Management cluster setup

Setting up a management cluster on Google Cloud

This guide describes how to setup a management cluster which you will use to deploy one or more instances of Kubeflow.

The management cluster is used to run Cloud Config Connector. Cloud Config Connector is a Kubernetes addon that allows you to manage Google Cloud resources through Kubernetes.

While the management cluster can be deployed in the same project as your Kubeflow cluster, typically you will want to deploy it in a separate project used for administering one or more Kubeflow instances, because it will run with escalated permissions to create Google Cloud resources in the managed projects.

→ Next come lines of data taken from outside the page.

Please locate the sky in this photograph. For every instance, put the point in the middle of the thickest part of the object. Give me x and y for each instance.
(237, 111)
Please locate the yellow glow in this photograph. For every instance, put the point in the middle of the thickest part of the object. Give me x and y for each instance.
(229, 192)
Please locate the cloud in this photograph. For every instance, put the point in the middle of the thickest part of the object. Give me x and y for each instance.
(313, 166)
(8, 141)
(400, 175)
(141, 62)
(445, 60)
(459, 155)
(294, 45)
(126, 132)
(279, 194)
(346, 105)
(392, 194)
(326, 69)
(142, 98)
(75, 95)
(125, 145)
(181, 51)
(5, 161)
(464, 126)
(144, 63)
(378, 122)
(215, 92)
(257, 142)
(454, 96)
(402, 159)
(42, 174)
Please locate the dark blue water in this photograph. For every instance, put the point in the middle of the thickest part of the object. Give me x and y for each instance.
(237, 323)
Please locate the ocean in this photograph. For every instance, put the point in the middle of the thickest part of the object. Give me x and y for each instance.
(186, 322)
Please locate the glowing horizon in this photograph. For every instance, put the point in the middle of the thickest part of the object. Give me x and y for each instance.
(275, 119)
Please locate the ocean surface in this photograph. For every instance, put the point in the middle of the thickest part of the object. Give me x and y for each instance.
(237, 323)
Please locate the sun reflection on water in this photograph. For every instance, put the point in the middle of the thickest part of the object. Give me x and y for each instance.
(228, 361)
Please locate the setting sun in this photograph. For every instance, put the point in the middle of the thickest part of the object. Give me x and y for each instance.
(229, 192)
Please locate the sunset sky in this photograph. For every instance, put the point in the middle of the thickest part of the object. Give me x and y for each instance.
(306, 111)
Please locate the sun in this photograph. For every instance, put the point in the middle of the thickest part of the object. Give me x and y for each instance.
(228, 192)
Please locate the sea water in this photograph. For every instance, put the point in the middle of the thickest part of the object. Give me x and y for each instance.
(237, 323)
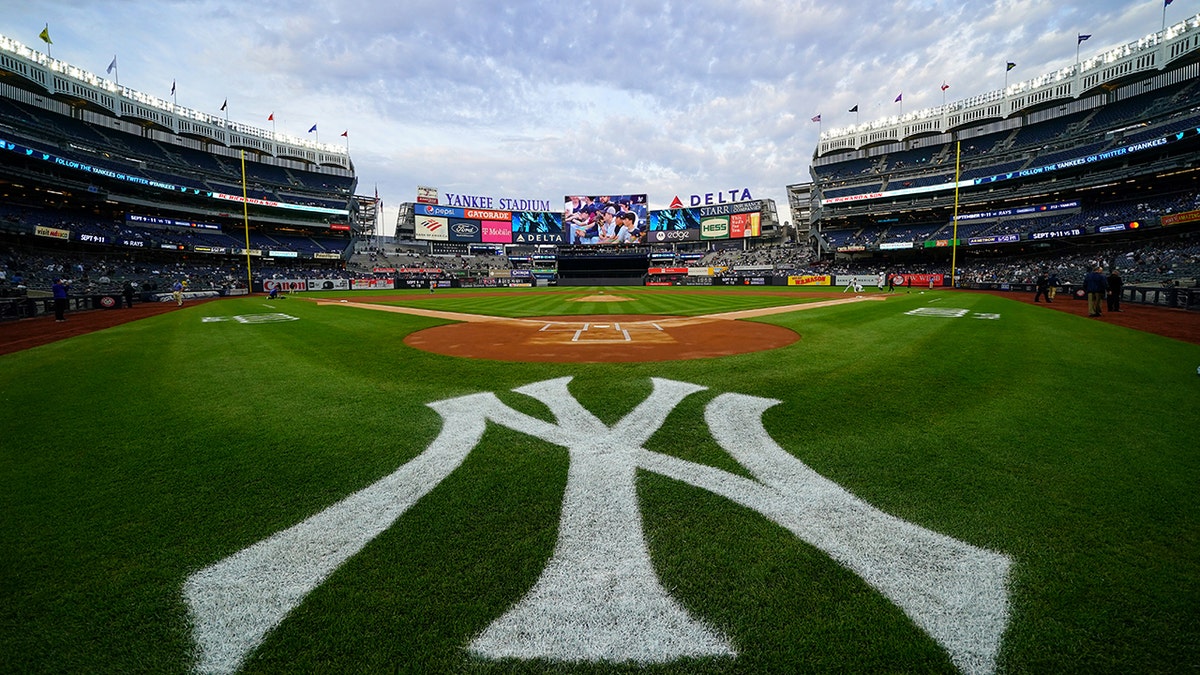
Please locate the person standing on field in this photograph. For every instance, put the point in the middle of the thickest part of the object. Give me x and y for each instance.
(1043, 291)
(60, 300)
(1095, 285)
(1115, 285)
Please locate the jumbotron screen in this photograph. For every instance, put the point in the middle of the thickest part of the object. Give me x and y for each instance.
(589, 221)
(726, 221)
(435, 222)
(607, 219)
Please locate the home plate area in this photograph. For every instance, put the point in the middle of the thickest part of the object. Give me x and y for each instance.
(603, 333)
(600, 339)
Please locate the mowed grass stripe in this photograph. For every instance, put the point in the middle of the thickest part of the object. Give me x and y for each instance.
(136, 455)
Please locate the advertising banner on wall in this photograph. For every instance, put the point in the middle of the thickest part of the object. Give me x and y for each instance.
(714, 227)
(286, 285)
(329, 285)
(496, 231)
(1179, 219)
(463, 231)
(810, 280)
(372, 284)
(432, 228)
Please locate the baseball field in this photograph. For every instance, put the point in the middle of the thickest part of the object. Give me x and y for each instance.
(922, 483)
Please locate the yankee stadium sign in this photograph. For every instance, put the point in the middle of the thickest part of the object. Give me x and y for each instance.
(599, 597)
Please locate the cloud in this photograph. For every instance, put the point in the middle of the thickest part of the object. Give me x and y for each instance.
(535, 100)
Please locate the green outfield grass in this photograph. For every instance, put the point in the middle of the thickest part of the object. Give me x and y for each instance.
(132, 458)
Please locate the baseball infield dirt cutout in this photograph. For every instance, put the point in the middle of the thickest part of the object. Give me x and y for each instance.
(601, 338)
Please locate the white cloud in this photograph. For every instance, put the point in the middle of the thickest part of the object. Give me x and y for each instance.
(538, 100)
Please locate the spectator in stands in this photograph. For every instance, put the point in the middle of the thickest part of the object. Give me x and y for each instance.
(1095, 285)
(1115, 284)
(60, 299)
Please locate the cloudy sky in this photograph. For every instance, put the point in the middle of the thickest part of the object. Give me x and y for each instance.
(535, 100)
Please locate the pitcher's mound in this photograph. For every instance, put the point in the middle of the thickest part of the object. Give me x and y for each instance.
(601, 339)
(601, 299)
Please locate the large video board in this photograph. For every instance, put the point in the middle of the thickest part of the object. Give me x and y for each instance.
(433, 222)
(726, 221)
(589, 221)
(606, 219)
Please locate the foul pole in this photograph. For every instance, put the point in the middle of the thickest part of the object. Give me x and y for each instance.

Optionally, the cluster can be configured with Anthos Config Management to manage Google Cloud infrastructure using GitOps.

FAQs

  • Where is kfctl?

    kfctl is no longer being used to apply resources for Google Cloud, because required functionalities are now supported by generic tools including Make, Kustomize, kpt, and Cloud Config Connector.

  • Why do we use an extra management cluster to manage Google Cloud resources?

    The management cluster is very lightweight cluster that runs Cloud Config Connector. Cloud Config Connector makes it easier to configure Google Cloud resources using YAML and Kustomize.

For a more detailed explanation of the drastic changes happened in Kubeflow v1.1 on Google Cloud, read kubeflow/gcp-blueprints #123.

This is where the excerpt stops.